14 KiB

Raw Blame History

InfluxDB IOx -- Query Processing

This document illustrates query processing for SQL and InfluxQL.

Note

There is another query interface called InfluxRPC (implemented in iox_query_influxrpc) which mostly reflects the old TSM storage API. The planning there works significantly different and this is NOT part of this document.

Basic Flow

Query arrives from the user (e.g. SQL, InfluxQL)
The query engine creates a LogicalPlan by consulting the Catalog to find:
- Tables referenced in the query, and their schema and column details
The query engine creates a ExecutionPlan by determining the Chunks that contain data:
1. Contacts the ingester for any unpersisted data
2. Consults the catalog for the name/location of parquet files
3. Prunes (discards at this step) any parquet files
Starts the ExecutionPlan and streams the results back to the client

Some objects cached, especially the schema information, information about parquet file existence and parquet file content.

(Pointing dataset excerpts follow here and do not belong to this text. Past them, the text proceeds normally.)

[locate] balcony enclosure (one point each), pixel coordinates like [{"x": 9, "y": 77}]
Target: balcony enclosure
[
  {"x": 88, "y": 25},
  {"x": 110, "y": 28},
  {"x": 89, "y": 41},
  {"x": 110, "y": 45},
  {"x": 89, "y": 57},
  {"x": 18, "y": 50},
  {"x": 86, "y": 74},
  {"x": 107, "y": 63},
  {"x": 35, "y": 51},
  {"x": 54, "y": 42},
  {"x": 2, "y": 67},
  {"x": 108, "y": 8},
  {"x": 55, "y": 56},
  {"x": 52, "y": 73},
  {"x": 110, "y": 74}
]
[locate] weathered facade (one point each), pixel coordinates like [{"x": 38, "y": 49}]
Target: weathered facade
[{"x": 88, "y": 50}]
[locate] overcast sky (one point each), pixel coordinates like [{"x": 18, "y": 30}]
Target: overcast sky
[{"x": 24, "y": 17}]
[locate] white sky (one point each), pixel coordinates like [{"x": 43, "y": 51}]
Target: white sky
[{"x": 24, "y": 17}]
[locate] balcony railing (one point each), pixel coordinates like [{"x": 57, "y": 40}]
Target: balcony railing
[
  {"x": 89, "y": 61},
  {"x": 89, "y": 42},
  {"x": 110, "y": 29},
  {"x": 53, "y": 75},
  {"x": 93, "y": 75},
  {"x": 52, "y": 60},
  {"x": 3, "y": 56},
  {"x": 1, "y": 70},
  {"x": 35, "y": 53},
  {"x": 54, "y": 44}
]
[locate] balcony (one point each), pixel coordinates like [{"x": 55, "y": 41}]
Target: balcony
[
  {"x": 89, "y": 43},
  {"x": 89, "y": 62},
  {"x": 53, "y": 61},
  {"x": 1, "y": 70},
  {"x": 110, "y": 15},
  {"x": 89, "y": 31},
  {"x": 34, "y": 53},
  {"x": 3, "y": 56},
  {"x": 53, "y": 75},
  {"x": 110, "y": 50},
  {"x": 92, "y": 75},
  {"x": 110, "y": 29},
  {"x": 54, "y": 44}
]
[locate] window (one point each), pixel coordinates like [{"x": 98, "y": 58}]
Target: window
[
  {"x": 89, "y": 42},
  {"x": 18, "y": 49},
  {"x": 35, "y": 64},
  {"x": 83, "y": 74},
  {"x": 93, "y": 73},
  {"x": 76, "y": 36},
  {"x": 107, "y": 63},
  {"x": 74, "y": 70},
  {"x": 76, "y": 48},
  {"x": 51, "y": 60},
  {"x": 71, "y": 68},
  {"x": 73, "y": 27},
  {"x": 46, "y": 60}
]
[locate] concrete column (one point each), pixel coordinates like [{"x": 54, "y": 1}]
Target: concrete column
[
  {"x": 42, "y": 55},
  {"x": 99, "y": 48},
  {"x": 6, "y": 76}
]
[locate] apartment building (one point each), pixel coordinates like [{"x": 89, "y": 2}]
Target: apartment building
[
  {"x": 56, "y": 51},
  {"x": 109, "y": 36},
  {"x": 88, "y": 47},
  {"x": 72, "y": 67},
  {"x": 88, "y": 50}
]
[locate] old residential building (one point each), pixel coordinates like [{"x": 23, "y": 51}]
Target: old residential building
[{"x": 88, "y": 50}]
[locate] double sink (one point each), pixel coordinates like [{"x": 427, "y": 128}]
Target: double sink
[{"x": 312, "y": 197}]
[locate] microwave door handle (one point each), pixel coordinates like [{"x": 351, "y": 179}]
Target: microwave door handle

A graphical representation may look like this:

flowchart LR
    classDef intermediate color:#020A47,fill:#D6F622,stroke-width:0
    classDef processor color:#FFFFFF,fill:#D30971,stroke-width:0
    classDef systemIO color:#020A47,fill:#5EE4E4,stroke-width:0

    Query[Query Text]:::systemIO
    LogicalPlanner[Logical Planner]:::processor
    LogicalPlan[Logical Plan]:::intermediate
    PhysicalPlanner[Physical Planner]:::processor
    ExecutionPlan[Execution Plan]:::intermediate
    QueryExec[QueryExecution]:::processor
    Result[Result]:::systemIO

    Query --> LogicalPlanner --> LogicalPlan --> PhysicalPlanner --> ExecutionPlan --> QueryExec --> Result

Code Organization

The IOx query layer is responsible for translating query requests from different query languages and planning and executing them against chunks stored across various IOx storage systems.

Query Frontends:

SQL
InfluxQL
Others (possibly in the future)

Sources of chunk data:

Ingester Data
Parquet Files
Others (possibly in the future)

The goal is to use the shared query / plan representation in order to avoid N*M combinations of language and chunk source. While each frontend has their own plan construction and each chunk may be lowered to a different ExecutionPlan, the frontends and the chunks sources should not interact directly. This is achieved by first creating a LogicalPlan from the frontend without knowing the chunk sources and only during physical planning -- i.e. when the ExecutionPlan is constructed -- the chunks are transformed into appropriate [DataFusion] nodes.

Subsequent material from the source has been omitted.